Eaze Pitch Deck Breakdown [Let's Explore in Detail]
- Ink Narrates | The Presentation Design Agency
- 21 hours ago
- 6 min read
When we were building a pitch deck for our client Brady, he asked us,
“Why does the Eaze Pitch Deck rely so much on data instead of story?”
Our Creative Director answered,
“Because in some cases, data is the story.”
As a presentation design agency, we work on many pitch decks throughout the year and in the process we’ve observed one common challenge: founders often overload their decks with numbers but forget how those numbers connect back to the bigger picture.
So, in this blog, we’ll explore the Eaze Pitch Deck in detail and break down what its data-heavy approach gets right and what lessons you can take from it.
In case you didn't know, we specialize in only one thing: making presentations. We can help you by designing your slides and writing your content too.
Eaze Pitch Deck Breakdown [Let's Explore in Detail]
Here's the Eaze Pitch Deck for your reference...
First of all, let’s acknowledge the obvious: this is a completely data heavy pitch deck. No fancy slogans, no extended product education, no filler slides trying to explain the basics. It is wall-to-wall data. That’s not an accident. When a company has real traction to show, numbers become the story. And that’s exactly what Eaze leaned into.

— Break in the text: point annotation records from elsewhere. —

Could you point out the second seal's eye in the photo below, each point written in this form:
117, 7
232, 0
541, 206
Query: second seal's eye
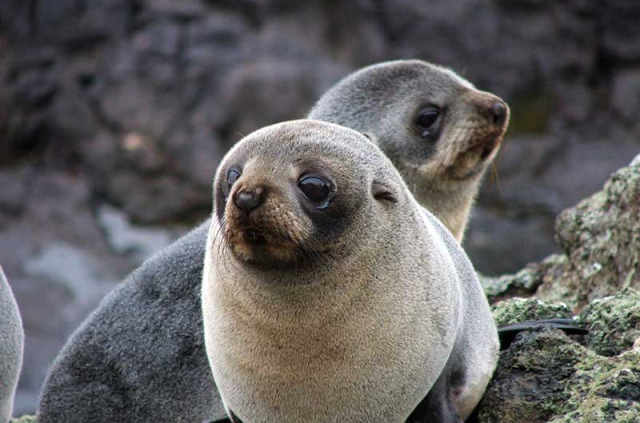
317, 190
427, 121
232, 176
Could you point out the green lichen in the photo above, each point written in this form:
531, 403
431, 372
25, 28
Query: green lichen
614, 323
517, 310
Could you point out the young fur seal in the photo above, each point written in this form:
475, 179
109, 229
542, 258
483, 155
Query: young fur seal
330, 295
438, 130
11, 348
140, 355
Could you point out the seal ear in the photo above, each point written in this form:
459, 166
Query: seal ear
370, 137
382, 192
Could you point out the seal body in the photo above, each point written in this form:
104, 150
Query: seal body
139, 357
343, 301
115, 368
440, 132
11, 348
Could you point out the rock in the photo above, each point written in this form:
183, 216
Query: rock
547, 376
600, 238
521, 309
614, 323
523, 283
125, 238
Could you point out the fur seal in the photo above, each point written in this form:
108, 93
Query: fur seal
106, 372
330, 295
11, 348
440, 132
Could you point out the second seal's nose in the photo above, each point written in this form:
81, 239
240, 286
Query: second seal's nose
248, 200
498, 112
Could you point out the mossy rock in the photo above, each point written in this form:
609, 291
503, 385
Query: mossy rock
517, 310
546, 376
614, 322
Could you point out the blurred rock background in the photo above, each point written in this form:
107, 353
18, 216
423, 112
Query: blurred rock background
114, 115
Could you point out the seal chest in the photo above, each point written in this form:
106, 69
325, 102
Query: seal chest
327, 296
11, 348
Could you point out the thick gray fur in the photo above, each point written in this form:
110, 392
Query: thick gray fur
140, 356
11, 348
407, 315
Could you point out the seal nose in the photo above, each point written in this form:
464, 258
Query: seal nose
498, 112
249, 200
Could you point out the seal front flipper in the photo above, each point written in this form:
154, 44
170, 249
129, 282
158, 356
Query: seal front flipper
438, 406
508, 333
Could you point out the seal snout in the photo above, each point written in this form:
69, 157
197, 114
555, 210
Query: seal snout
498, 111
248, 200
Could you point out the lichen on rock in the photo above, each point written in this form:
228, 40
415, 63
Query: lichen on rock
546, 375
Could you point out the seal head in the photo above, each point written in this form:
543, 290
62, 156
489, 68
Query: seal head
280, 206
439, 131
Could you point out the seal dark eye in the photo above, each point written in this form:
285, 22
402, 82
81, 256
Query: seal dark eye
232, 176
427, 121
316, 189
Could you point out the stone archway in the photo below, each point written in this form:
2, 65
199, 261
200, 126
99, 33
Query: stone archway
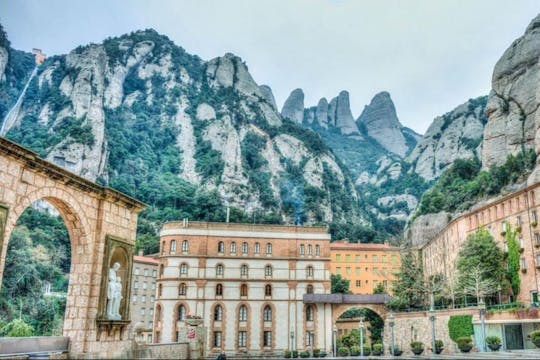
99, 220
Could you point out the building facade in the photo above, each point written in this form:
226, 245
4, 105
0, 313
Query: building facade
247, 284
143, 290
365, 265
518, 210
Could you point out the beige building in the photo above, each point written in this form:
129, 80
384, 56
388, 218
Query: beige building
247, 283
520, 210
143, 290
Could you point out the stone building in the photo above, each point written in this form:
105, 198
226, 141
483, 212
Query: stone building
519, 210
247, 283
365, 265
143, 290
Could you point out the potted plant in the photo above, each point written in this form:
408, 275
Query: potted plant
535, 338
439, 346
464, 344
377, 349
417, 347
493, 342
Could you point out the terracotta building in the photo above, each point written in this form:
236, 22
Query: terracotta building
365, 265
520, 211
143, 290
247, 283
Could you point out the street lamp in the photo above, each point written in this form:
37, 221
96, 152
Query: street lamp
335, 337
361, 336
391, 323
482, 307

A lot of founders assume storytelling means flowery narratives and dramatic openings. But storytelling is really about sequence. It’s about the way information is layered so that one slide naturally sets up the next. That’s where Eaze got it right. Even though the deck is loaded with charts, graphs, and metrics, the order in which those data points are delivered creates a clear “what we’ve done” and “what we’re about to do” rhythm. And that rhythm is what makes the difference between a deck that feels like a spreadsheet on slides versus a deck that feels like a company with momentum.
1. Data heavy done right
We’ve all seen decks that try to show off numbers but end up overwhelming investors. You’ve probably sat through presentations where the charts are cluttered, the font sizes are inconsistent, and you can’t tell what matters and what doesn’t. With Eaze, the first thing that strikes you is how well formatted the slides are.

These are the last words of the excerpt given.